Renoir provides a lot of differing elements to the proceedings without ever hurting the movie with a unfocused tone. Some moments are genuinely funny, intentionally so, such as when the Corporal and another friend make an escape by riding in the back of a dumpster truck, only to quickly realize the truck is going to a construction site in another area of the same camp. When a German guard finally spots them and demands what in heaven’s name they’re doing, both quickly reply that they are working and join their fellow camp members in piling bricks. Other time the escape attempts are more suspenseful or action oriented. Through it all Renoir makes it very clear that the dangerous endeavour of a prison escape can be quite unforgiving. We see plenty of characters for a matter of minutes, thinking that they will become significant supporting players for the rest of the movie, only to quickly be shown their capture by the German authorities. Other times it is the Corporal who is eventually caught while the other escapee continues his solitary road to freedom. I very much liked this aspect of the movie. I don’t know whether this was intentional or not on the part of Renoir, but it made me think of how in war, whether on the battlefield on in prison camps, it is difficult to make friends because you never know who is going down and when. One moment you think that the coast is clear, and the next the journey is over, at least until the next escape attempt. I thought it was a bit of a bold move on the director’s part. Rather have a regular cast of supporting characters (although some do make brief recurring appearances), many players are only seen for a few minutes and never again.

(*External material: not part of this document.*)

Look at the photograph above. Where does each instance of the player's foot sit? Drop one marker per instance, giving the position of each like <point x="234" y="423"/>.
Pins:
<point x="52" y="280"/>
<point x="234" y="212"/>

The final scene is one of hope but with our hero’s ultimate fate still up in the air. I won’t give it away, but I will say that I enjoyed it tremendously. It’s not big and it’s not flashy. As a matter of fact, the ending is really quite abrupt. We come to understand that while this was a trying episode in the Corporal’s life, the war is far from over and much more work needs to be done. It’s simple, and while it closes a specific chapter in this great character’s life, we are left to wonder what he does next.

*And so the Jean Renoir marathon comes to an end. I hope you enjoyed it as much as I did. I can understand that the topic might not have been as popular as some of the other things going on right now on the blog, but I got a at least few readers interested enough to check out the director’s work, then I’ll consider my job done.